PacMed, with its nine Seattle-area locations and 150 primary- and specialty-care providers, joins Renton-based Providence, which has 32 hospitals and 400 physician clinics. The health system employs more than 64,000 people in five states.

“Together, we can affect change on a much larger scale by sharing best practice and innovating collaboratively, not only in the Puget Sound region, but across the Providence system,” Providence Chief Executive Rod Hochman said.

Two years ago, Providence entered into a similar secular affiliation with Swedish Health Services as it expanded its footprint in the Seattle area. While the affiliation was secular, Swedish decided to stop performing elective abortions “out of respect for the affiliation,” a spokesman said at the time.

Instead, Swedish helped underwrite a Planned Parenthood center adjacent to the hospital, where it refers patients.

Like the Swedish deal, the PacMed arrangement is an affiliation rather than an acquisition, allowing PacMed to operate independent of the religious doctrine that guides Providence’s health care.

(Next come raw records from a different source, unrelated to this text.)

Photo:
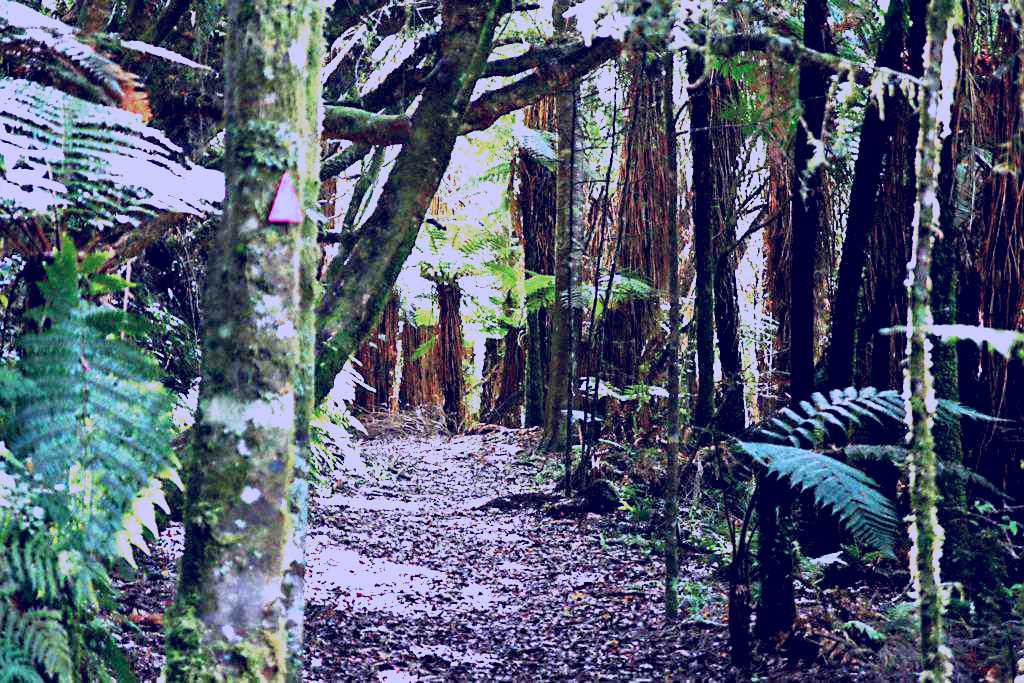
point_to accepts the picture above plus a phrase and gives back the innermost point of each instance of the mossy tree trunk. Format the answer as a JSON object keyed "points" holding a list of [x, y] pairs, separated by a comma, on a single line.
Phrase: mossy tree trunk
{"points": [[451, 353], [240, 587], [419, 385], [731, 416], [561, 369], [776, 606], [926, 534], [535, 207], [876, 132], [674, 435]]}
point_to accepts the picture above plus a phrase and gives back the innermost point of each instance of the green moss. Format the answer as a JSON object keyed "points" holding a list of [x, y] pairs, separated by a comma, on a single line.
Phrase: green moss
{"points": [[187, 659]]}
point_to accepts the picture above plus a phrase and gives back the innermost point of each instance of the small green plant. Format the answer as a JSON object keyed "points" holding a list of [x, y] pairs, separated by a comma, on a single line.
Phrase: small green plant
{"points": [[696, 597]]}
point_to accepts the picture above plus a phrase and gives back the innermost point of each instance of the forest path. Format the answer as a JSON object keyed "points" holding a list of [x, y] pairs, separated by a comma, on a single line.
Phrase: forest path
{"points": [[408, 582]]}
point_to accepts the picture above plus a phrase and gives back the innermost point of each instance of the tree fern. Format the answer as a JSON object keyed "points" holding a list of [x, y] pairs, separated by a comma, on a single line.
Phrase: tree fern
{"points": [[833, 419], [74, 146], [88, 165], [98, 423], [35, 637], [36, 47], [90, 433], [848, 493]]}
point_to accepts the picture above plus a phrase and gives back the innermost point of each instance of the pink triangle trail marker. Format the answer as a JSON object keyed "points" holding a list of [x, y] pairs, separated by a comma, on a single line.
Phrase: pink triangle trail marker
{"points": [[286, 207]]}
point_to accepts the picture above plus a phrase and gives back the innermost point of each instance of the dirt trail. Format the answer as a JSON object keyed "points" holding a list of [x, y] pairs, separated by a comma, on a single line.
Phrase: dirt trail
{"points": [[408, 582]]}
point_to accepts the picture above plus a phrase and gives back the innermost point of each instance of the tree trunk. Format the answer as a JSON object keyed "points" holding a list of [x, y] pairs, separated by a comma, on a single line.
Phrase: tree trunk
{"points": [[238, 597], [926, 534], [808, 204], [420, 385], [379, 363], [561, 372], [356, 288], [776, 608], [535, 208], [452, 354], [632, 327], [876, 133], [731, 417], [704, 260], [674, 435]]}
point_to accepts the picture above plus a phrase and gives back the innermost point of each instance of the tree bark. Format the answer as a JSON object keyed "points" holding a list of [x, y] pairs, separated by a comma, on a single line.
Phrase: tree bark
{"points": [[561, 371], [875, 135], [674, 434], [776, 607], [807, 204], [731, 416], [356, 288], [926, 534], [535, 208], [452, 354], [238, 598], [704, 220]]}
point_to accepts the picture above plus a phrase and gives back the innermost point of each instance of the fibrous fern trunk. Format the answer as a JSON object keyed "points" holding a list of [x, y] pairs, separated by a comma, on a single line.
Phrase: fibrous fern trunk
{"points": [[561, 370], [674, 436], [704, 260], [535, 208], [935, 113], [451, 353], [240, 586]]}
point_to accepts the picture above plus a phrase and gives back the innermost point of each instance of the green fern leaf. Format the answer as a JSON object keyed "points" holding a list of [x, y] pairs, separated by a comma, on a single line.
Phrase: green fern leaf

“The intention is not for affiliates to become Catholic,” Providence’s Wadden said. “The intention is for us to work together.”

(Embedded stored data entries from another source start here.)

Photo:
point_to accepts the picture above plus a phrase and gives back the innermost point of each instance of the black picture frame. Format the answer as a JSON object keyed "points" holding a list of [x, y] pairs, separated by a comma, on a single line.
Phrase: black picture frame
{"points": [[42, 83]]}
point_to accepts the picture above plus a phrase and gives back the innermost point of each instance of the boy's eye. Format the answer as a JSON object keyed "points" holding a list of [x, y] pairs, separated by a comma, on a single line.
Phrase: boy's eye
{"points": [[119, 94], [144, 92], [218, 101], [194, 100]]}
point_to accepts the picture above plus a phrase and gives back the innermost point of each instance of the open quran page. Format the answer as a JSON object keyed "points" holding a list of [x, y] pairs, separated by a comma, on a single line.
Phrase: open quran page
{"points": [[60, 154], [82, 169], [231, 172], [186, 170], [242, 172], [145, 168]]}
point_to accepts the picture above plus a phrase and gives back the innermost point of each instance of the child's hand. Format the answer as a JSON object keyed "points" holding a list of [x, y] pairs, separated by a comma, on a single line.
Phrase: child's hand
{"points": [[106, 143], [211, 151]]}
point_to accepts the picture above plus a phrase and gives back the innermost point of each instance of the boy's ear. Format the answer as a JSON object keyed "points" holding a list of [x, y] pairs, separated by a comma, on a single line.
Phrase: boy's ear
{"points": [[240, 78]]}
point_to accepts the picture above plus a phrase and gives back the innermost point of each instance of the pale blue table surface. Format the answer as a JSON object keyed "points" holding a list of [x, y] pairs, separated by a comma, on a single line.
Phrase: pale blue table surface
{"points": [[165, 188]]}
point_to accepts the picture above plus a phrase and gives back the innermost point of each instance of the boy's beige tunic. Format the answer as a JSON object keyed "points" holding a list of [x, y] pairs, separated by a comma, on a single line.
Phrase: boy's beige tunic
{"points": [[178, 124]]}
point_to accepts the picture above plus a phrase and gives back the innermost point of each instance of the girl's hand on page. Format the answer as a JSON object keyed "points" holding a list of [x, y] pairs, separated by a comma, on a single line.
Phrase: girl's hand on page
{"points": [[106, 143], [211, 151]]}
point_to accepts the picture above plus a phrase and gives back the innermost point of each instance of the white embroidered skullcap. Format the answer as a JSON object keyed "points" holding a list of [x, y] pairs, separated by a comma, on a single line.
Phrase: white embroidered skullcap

Even though Western HealthConnect precludes the physicians of its affiliates from performing elective abortions, the companies said PacMed doctors and staff would not be subject to the Ethical and Religious Directives for Catholic Health Care Services, the U.S. Conference of Catholic Bishops rules that dictate the care that Catholic health systems can provide.

“The reproductive-health services PacMed offers will not change and PacMed patients will have the same access to the services that they currently receive,” the companies said in their news release. “PacMed will continue to prescribe contraceptives and its physicians will continue to perform sterilizations and other procedures consistent with current practice.”

Because PacMed does not perform elective abortions, Western HealthConnect did not need to require it to stop the procedures. Under the terms of the affiliation agreement, PacMed doctors would be allowed to continue referring patients seeking elective abortions to other providers.

The companies said PacMed doctors also would have no restrictions on conversations with patients about options available under Washington state’s Death with Dignity Act.

Physicians at PacMed, who currently do not prescribe lethal medications, would be allowed to continue as consulting physicians for patients choosing physician-assisted death, but not as the main doctor involved.

PacMed began as a U.S. Public Health Service hospital on Beacon Hill overlooking downtown Seattle in 1933. It expanded in the 1980s, adding outpatient clinics in the Seattle area, and it launched a health-maintenance organization (HMO).

In 1987, it closed the hospital to focus on its HMO. But eight years later, it sold the HMO to focus on its outpatient clinics. In 2003, PacMed shifted from a city-affiliated public development authority to a private, not-for-profit organization.

The Pacific Hospital Preservation & Development Authority retained rights to approve transactions of this type when it restructured in 2003.

Providence isn’t the only religious health-care system expanding through affiliations with secular providers in the region. Last May, UW Medicine and PeaceHealth, a not-for-profit system based in Clark County and founded by the Sisters of St. Joseph of Peace, announced a “strategic affiliation.”